Un manque de grands concerts ?

Le dernier pan de l’activité de Tours Événements c’est son rôle de structure d’accueil de concerts et spectacles : « nous sommes au même niveau de taux de remplissage qu’une salle de Nantes » se défend le directeur quand on lui fait remarquer que de nombreuses grandes tournées d’artistes populaires contournent soigneusement Tours pour privilégier Orléans, Le Mans voire Angers ou Clermont-Ferrand. « Ceux qui comptent, on les a » promet-il encore concédant tout de même être en réflexion pour pouvoir améliorer cette corde de son arc, par exemple avec un travail en cours pour (enfin) faire venir le duo comique régional qui cartonne partout : Les Bodin’s, « ils seront bientôt chez nous » insiste Christophe Caillaud-Joos.

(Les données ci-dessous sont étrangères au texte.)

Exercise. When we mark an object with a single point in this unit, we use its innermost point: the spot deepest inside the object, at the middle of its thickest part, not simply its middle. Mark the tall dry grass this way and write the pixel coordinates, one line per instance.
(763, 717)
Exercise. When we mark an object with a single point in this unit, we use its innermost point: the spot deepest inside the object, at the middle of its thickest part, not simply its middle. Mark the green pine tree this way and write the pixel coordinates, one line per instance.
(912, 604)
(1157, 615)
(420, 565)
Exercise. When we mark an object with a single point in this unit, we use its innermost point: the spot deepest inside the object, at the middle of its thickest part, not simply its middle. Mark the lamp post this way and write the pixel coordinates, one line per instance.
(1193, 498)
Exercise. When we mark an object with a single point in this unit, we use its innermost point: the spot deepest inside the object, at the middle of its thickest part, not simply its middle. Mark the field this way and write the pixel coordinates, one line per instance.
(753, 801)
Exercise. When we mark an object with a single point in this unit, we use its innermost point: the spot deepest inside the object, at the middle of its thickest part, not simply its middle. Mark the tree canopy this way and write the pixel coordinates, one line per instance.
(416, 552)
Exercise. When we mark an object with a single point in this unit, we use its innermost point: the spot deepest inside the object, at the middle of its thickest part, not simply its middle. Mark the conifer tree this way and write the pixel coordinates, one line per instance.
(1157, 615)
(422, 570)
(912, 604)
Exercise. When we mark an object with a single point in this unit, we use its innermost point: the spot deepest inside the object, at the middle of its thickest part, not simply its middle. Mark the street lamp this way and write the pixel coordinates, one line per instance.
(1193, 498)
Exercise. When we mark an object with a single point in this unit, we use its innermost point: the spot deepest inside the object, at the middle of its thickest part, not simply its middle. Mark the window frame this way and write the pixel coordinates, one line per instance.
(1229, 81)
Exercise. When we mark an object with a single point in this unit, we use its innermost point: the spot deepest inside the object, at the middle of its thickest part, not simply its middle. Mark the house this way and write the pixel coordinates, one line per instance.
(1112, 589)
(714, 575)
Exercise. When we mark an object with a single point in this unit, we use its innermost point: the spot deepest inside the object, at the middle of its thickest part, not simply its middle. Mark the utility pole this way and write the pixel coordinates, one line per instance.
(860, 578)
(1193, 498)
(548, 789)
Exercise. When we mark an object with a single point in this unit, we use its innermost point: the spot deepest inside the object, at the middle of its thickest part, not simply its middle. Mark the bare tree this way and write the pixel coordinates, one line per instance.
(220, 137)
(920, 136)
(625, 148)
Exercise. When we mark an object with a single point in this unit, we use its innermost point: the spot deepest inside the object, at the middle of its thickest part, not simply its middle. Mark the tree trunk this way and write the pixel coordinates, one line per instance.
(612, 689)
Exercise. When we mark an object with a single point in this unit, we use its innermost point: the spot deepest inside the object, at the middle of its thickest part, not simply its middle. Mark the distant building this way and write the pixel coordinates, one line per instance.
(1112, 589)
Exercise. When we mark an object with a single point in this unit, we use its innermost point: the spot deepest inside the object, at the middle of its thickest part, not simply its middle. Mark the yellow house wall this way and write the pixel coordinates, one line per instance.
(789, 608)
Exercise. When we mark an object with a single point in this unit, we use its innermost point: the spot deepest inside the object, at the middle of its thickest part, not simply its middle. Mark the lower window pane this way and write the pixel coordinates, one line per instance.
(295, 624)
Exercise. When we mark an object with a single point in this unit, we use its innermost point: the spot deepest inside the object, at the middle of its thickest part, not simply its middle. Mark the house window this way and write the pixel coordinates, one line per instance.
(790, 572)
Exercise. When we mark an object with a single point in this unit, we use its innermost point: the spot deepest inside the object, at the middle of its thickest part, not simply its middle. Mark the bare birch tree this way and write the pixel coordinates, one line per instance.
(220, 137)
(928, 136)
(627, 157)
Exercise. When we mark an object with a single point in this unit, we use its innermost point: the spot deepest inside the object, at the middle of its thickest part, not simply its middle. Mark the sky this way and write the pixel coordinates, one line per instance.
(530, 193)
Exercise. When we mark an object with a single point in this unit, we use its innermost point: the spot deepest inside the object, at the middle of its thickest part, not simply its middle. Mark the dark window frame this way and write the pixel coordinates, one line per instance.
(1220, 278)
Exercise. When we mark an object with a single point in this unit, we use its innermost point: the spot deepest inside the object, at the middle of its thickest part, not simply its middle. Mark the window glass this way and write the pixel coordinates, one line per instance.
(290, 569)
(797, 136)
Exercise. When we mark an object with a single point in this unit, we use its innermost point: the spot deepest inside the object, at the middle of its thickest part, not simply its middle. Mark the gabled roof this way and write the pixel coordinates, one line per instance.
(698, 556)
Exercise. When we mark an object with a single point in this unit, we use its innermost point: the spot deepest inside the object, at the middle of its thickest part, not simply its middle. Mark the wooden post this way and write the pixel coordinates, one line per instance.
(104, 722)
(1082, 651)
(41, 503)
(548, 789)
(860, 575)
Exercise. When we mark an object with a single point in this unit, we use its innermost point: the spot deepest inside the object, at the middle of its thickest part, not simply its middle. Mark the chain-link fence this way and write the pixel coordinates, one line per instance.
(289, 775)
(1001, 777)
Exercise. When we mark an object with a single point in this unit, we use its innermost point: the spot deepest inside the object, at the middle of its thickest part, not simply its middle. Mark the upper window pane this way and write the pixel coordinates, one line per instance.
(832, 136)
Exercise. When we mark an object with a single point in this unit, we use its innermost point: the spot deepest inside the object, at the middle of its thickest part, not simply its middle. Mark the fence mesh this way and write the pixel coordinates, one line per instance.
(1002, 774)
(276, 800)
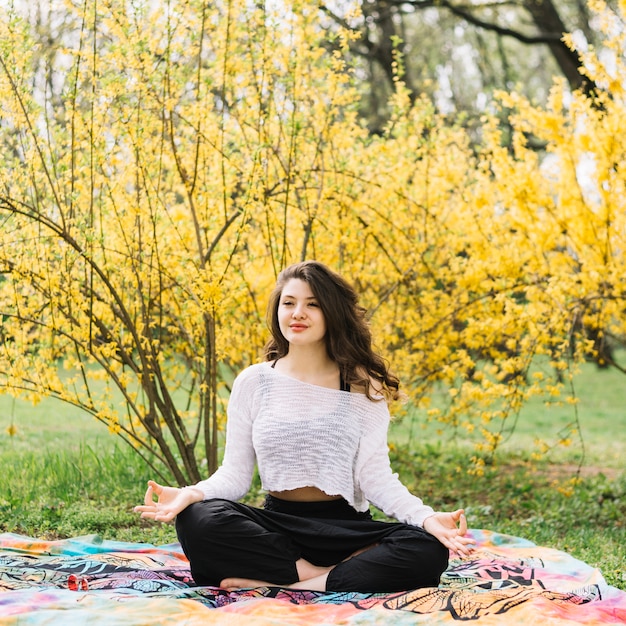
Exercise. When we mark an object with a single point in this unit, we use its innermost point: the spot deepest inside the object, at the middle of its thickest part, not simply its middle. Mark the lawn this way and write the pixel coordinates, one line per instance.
(65, 475)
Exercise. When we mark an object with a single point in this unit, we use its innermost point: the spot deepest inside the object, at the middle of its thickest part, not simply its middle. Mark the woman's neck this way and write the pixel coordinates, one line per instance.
(310, 365)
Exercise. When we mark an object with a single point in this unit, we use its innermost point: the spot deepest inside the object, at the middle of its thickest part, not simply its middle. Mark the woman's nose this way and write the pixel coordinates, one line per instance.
(299, 311)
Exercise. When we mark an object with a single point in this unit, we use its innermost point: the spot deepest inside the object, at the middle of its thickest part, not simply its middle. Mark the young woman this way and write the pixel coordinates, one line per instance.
(313, 417)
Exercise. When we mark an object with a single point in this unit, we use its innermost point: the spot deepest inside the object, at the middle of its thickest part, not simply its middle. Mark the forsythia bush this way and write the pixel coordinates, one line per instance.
(163, 163)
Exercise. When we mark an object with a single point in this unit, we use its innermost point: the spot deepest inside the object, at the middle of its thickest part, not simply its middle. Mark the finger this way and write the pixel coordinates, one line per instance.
(144, 508)
(148, 500)
(155, 487)
(462, 524)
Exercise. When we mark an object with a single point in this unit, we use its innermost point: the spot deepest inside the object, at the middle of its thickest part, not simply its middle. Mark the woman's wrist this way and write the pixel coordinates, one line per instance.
(194, 494)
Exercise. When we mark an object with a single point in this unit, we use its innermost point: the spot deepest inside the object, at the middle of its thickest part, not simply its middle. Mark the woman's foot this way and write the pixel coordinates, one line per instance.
(311, 577)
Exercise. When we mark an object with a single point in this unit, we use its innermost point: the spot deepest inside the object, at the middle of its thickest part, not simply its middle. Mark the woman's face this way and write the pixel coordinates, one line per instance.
(300, 317)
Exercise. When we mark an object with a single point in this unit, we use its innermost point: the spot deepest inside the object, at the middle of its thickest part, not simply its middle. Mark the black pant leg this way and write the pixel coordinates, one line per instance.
(225, 539)
(405, 558)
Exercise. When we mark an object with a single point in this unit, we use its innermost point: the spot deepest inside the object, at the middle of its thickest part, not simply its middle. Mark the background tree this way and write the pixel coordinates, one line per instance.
(459, 53)
(198, 150)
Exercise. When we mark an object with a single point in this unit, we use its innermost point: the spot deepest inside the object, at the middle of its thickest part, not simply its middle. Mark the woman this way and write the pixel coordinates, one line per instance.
(314, 418)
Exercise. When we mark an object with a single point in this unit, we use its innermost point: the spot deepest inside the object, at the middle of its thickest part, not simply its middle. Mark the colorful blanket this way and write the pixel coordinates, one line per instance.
(89, 581)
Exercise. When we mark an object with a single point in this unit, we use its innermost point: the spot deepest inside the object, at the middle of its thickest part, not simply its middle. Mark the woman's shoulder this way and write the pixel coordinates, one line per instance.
(251, 373)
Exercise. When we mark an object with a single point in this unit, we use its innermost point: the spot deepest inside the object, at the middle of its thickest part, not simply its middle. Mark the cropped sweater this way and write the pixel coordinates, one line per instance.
(304, 435)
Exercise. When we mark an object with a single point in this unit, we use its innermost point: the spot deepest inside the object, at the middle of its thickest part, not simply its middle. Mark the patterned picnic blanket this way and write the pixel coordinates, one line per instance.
(89, 581)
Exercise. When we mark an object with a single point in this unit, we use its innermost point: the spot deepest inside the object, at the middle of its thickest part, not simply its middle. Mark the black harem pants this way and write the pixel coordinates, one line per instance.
(224, 539)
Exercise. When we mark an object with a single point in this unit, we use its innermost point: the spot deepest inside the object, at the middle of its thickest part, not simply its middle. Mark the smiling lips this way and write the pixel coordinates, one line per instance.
(298, 327)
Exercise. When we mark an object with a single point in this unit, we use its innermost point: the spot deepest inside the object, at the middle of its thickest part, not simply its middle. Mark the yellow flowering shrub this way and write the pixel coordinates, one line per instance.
(181, 155)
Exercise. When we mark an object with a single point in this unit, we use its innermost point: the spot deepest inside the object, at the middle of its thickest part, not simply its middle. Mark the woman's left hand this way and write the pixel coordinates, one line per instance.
(450, 529)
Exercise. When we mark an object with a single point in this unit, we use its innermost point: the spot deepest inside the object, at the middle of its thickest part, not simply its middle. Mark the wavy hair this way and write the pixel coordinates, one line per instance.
(348, 336)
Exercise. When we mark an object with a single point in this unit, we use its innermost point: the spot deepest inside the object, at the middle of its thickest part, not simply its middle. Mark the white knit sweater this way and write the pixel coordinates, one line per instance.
(303, 435)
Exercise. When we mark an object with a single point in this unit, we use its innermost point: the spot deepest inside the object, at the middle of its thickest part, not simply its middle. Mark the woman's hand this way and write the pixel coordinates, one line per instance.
(450, 529)
(170, 501)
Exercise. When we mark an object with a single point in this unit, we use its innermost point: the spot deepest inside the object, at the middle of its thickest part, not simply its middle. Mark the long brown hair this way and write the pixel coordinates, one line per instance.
(348, 336)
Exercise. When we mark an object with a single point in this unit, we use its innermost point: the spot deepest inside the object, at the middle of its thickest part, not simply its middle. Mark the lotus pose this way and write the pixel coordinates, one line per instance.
(313, 417)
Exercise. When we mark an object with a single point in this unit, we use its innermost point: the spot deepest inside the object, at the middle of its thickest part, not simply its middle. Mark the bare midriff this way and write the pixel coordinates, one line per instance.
(303, 494)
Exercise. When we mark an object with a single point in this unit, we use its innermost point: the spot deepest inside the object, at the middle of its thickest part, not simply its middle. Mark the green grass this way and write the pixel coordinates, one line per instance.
(64, 475)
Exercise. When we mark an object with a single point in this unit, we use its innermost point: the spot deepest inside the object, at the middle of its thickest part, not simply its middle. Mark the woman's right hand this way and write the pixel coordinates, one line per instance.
(170, 501)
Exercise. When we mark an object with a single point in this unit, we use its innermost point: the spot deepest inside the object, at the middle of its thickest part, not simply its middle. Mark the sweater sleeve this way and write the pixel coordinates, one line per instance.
(233, 478)
(380, 485)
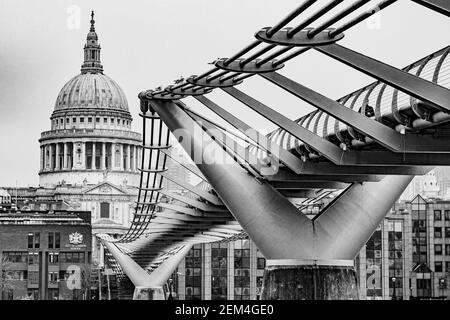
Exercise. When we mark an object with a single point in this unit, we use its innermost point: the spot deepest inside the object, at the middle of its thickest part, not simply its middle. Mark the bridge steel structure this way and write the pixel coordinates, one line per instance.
(363, 150)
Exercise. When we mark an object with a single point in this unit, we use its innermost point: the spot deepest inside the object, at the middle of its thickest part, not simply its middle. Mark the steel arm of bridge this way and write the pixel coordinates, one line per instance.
(137, 274)
(285, 175)
(324, 147)
(248, 160)
(417, 87)
(274, 223)
(201, 193)
(287, 158)
(333, 152)
(187, 166)
(269, 218)
(382, 134)
(354, 216)
(441, 6)
(194, 203)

Enfin, malgré le coût exorbitant des cachets, le directeur poursuivra la politique d’accueil de têtes d’affiche de niveau international à l’American Tours Festival (première annonce possible bientôt). En revanche, programmer deux jours de suite deux stars des ados (Soprano et Black M), c’est fini : « on a essayé, mais ça ne prend pas. » N’empêche, Maitre Gims ou Calogero devraient faire le bonheur de leurs fans au Grand Hall d’ici la fin de l’année.


Un degré en plus :

Pendant ce temps, le départ du directeur précédent Denis Schwok n’est pas réglé. La ville a bloqué l’an passé la somme de 600 000 euros que devait toucher au départ Denis Schowk. (ce qui avait un coût de près d’un million d’euros pour la structure). Une négociation a été proposée à Denis Schwok avec une somme de 400 000 euros, refusée par l’intéressé. Conséquence : une procédure est engagée aux Prud’hommes. Elle devrait durer longtemps, avec un appel possible de Denis Schwok.